“你干什么?!”
牛头猪忙用短短的前蹄捂住尾巴,一副良家妇女的样子,看得林清澄嘴角直抽抽。
地府颜面……
这还用得着别人蔑视吗?
靠他们自已人就给丢光了吧!
“你们工作出了差错,我好心传信下去让你们来弥补纰漏,你这一来就想受贿?”
换个场景,要是今天在这的是苟无常,那他肯定理直气壮地说出外勤就是需要补贴,说不准还会借此机会卖惨,顺便再从她这多搞点元宝。
但这位,显然本体是只猪的大兄弟,一看就是不常和人打交道,听了林清澄的话之后居然真的在反思自已。

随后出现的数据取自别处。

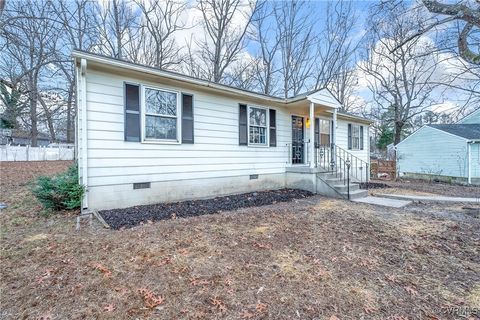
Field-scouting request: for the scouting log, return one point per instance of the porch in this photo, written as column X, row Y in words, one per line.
column 315, row 161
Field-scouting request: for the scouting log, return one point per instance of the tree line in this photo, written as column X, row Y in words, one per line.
column 273, row 47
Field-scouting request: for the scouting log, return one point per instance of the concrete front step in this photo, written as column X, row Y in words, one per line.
column 360, row 193
column 343, row 187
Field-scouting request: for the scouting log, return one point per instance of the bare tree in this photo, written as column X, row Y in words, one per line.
column 224, row 38
column 160, row 21
column 342, row 85
column 116, row 22
column 76, row 25
column 266, row 68
column 29, row 42
column 336, row 45
column 466, row 11
column 296, row 40
column 399, row 73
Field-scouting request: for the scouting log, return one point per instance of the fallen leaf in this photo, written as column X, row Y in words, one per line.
column 247, row 315
column 151, row 300
column 411, row 290
column 261, row 307
column 109, row 308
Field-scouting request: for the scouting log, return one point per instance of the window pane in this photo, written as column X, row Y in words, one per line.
column 258, row 117
column 160, row 102
column 258, row 135
column 132, row 97
column 325, row 126
column 160, row 127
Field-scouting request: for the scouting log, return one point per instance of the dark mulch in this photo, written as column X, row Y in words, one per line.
column 130, row 217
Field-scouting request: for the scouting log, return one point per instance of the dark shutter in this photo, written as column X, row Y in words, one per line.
column 187, row 118
column 317, row 132
column 132, row 112
column 361, row 137
column 273, row 128
column 242, row 125
column 349, row 136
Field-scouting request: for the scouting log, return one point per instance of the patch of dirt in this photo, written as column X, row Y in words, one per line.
column 130, row 217
column 313, row 258
column 422, row 187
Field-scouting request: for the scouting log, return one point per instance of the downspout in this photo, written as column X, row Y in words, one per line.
column 334, row 138
column 311, row 146
column 469, row 161
column 83, row 105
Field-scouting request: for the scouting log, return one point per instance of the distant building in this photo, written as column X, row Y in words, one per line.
column 449, row 152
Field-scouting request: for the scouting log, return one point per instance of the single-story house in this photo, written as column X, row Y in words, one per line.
column 147, row 136
column 449, row 152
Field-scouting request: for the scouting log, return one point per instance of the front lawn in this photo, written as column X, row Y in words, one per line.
column 313, row 258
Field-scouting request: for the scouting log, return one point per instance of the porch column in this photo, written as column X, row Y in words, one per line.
column 311, row 145
column 334, row 138
column 469, row 159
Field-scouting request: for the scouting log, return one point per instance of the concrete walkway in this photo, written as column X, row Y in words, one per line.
column 429, row 198
column 386, row 202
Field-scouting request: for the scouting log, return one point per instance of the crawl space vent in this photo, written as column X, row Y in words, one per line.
column 141, row 185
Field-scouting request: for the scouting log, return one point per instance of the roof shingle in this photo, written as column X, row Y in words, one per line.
column 467, row 131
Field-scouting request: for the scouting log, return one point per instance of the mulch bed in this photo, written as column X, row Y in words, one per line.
column 130, row 217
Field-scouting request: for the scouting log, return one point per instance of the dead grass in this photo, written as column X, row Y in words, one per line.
column 311, row 259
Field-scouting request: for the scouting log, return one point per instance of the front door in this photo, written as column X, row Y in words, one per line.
column 297, row 140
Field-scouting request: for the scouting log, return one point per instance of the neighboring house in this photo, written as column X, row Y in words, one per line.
column 19, row 137
column 449, row 152
column 148, row 136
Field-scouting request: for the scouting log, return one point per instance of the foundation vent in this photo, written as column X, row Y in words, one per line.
column 141, row 185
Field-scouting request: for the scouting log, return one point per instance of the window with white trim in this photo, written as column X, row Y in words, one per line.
column 355, row 137
column 257, row 126
column 161, row 114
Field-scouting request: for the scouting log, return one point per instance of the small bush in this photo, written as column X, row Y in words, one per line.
column 61, row 192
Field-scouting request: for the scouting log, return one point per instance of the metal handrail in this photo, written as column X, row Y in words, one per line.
column 356, row 165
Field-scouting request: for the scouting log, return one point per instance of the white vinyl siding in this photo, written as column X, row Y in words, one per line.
column 214, row 164
column 257, row 126
column 215, row 153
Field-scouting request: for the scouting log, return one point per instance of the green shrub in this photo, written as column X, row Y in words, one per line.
column 61, row 192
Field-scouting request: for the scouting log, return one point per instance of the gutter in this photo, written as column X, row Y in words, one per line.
column 82, row 82
column 178, row 77
column 204, row 83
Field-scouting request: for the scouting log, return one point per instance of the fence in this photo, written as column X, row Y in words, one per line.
column 27, row 153
column 383, row 169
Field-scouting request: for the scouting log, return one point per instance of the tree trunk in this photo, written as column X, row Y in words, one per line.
column 398, row 132
column 33, row 113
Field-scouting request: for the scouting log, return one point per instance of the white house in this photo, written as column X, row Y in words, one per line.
column 448, row 152
column 148, row 136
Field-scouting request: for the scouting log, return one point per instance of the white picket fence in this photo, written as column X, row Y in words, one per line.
column 27, row 153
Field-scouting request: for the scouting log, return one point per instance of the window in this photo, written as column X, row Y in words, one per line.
column 132, row 112
column 257, row 126
column 161, row 114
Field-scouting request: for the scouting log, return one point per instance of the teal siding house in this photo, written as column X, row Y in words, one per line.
column 449, row 152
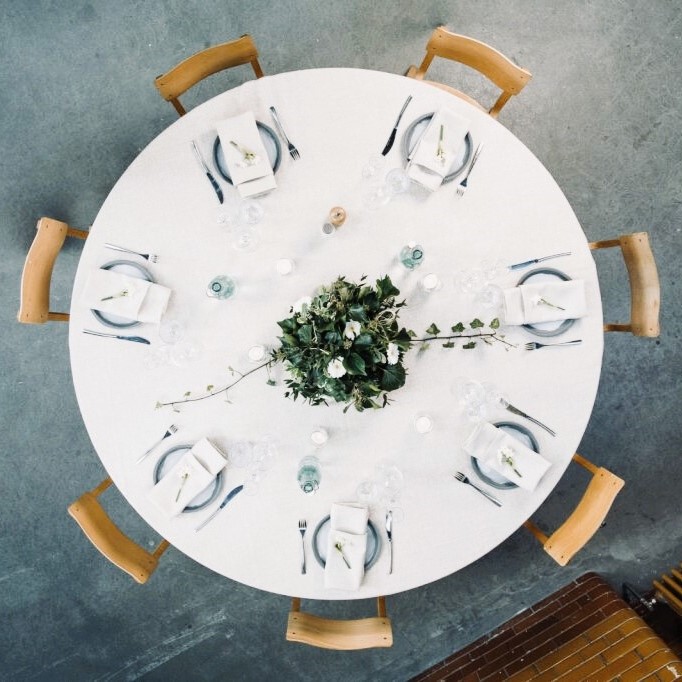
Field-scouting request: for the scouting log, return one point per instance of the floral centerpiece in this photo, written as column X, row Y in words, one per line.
column 345, row 344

林清澄摇摇头,啧啧出声:一样米养百样人,一样的阴气养百样鬼。
真的很好奇他这样的活着的时候是怎么开的灵智。
听到外面陆景曜他们已经吃完了,林清澄估摸着时间,也懒得和他耗了,手腕一动,原本勾着大黄牛的勾魂索瞬间缩回她手里。
她一抬下巴:“行了,你把他带下去吧!”
牛头猪还想抠点好处,但一抬头,话还没出口,就看到林清澄拿着勾魂索的一头正在转着玩,想到她刚刚用这玩意儿跟用鞭子似的,他瞬间闭了嘴,也不提香塔的事儿了。
来了一趟,啥也没捞着,晦气!
他一抬手,把挂在牛头上的鼻环摘了下来,然后那鼻环缓缓变大,成了个带链子的项圈,他随手把项圈往大黄牛脖子上一套,然后往下一钻……
没下去。
他又使劲儿一扯,大黄牛站在那里,纹丝不动。
见他看过来,还嘲讽地打了个响鼻儿。
牛头猪气性也上来了,两只前蹄往牛头上一抹,两只牛角就被他掰下来了,在他蹄子里像是两把弯刀,他倾身向前,想要从后面制住这头牛,强行把他带下去。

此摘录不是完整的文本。